Current leading labs (Google DeepMind, OpenAI, and maybe Anthropic) seem luckily safety-conscious (relevant to 3). Current leading labs seem luckily concentrated in America (relevant to 4).
Some endogeneities in AI progress may give rise to considerations about the timing of slowing. For example, the speed at which the supply of (ML training) compute responds to (expected) demand determines the effect of slowing soon on future supply. Or perhaps slowing affects the distribution of talent between dangerous AI paths, safe AI paths, and non-AI stuff. Additionally, some kinds of slowing increase or decrease the probability of similar slowing later.
Scenarios
Magic uniform slowing of all dangerous AI: great. This delays dangerous AI and lengthens crunch time. It has negligible downside.
A leading safety-conscious lab slows now, unilaterally: bad. This delays dangerous AI slightly. But it makes the lab irrelevant, thus making the labs that develop critical systems less safe and making the lab unable to extend crunch time by staying at the frontier for now and slowing later.
All leading labs coordinate to slow during crunch time: great. This delays dangerous AI and lengthens crunch time. Ideally the leading labs slow until risk of inaction is as great as risk of action on the margin, then deploy critical systems.
All leading labs coordinate to slow now: bad. This delays dangerous AI. But it burns leading labs' lead time, making them less able to slow progress later (because further slowing would cause them to fall behind, such that other labs would drive AI progress and the slowed labs' safety practices would be irrelevant).
Strong global treaty: great. A strong global agreement to stop dangerous AI, with good operationalization of 'dangerous AI' and strong verification, would seem to stop labs from acting unsafely and thus eliminate AI risk. The downside is the risk of the treaty collapsing and progress being faster and distributed among more labs and jurisdictions than otherwise.
Strong US regulation: good. Like "strong global treaty," this stops labs from acting unsafely—but not in all jurisdictions. Insofar as this differentially slows US AI progress, it could eventually cause AI progress to be driven by labs outside the regulation's reach. If so, the regulation—and the labs it slowed—would cease to be relevant, and it would likely have been net-negative: it would cause critical systems to be created by labs other than the relatively-safety-conscious currently-leading ones and cause leading labs to be more globally diffuse.

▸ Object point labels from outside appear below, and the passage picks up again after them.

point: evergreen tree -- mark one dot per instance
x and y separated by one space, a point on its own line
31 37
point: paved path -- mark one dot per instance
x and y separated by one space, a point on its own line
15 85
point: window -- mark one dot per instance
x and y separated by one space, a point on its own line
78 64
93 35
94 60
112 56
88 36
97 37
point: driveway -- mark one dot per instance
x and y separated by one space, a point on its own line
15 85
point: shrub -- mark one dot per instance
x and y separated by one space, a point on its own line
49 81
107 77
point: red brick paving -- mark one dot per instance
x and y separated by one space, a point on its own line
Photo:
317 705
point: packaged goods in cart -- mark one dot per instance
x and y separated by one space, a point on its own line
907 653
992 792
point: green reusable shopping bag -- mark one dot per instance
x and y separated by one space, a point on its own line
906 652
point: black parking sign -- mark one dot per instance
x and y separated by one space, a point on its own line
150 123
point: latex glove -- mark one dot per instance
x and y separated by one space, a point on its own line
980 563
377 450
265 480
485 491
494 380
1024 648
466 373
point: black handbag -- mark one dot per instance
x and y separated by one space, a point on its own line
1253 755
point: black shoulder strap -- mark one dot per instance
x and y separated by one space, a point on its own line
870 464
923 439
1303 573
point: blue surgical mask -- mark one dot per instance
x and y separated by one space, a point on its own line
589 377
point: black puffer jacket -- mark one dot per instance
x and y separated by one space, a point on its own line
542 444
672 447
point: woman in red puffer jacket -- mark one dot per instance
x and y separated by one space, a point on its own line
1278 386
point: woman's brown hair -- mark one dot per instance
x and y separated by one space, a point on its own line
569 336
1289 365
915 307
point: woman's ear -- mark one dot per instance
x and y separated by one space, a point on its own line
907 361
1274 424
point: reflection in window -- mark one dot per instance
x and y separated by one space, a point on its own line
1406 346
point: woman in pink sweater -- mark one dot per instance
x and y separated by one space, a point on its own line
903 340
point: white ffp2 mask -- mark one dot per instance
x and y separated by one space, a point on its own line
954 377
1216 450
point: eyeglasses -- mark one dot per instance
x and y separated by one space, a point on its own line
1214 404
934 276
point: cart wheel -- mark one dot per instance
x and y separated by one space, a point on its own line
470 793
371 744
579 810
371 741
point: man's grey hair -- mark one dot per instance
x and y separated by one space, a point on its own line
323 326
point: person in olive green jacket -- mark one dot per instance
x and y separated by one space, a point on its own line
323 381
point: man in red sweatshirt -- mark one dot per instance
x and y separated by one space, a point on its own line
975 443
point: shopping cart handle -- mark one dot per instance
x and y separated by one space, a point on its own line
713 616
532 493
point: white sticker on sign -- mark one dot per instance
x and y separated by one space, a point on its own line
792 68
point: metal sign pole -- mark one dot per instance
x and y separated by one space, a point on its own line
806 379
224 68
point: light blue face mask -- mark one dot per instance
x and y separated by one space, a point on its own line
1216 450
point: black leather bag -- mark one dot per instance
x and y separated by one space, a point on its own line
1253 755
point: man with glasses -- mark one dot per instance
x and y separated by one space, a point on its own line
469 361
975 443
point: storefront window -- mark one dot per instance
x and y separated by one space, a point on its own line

US moratorium now: bad. A short moratorium (unless succeeded by a strong policy regime) would slightly delay dangerous AI on net, but also cause progress to be faster for a while after it ends (when AI is stronger and so time is more important), increase the number of leading labs (especially by adding leading labs outside the US), and result in less-safe leading labs (because current leading labs are relatively safety-conscious). A long moratorium would delay dangerous AI, but like in "strong US regulation" the frontier of AI progress would eventually be surpassed by labs outside the moratorium's reach.
Which scenarios are realistic; what interventions are tractable? These questions are vital for determining optimal actions, but I will not consider them here.
Thanks to Rose Hadshar, Harlan Stewart, and David Manheim for comments on a draft.
This post is part of AI Pause Debate Week. Please see this sequence for other posts in the debate.
I would be more inclined to agree with this if there was a set of criteria we had that indicated we were in "crunch time" which we are very likely to meet before dangerous systems and haven't met now. Have people generated such a set? Without that, how do we know when "crunch time" is, or for that matter, if we're already here?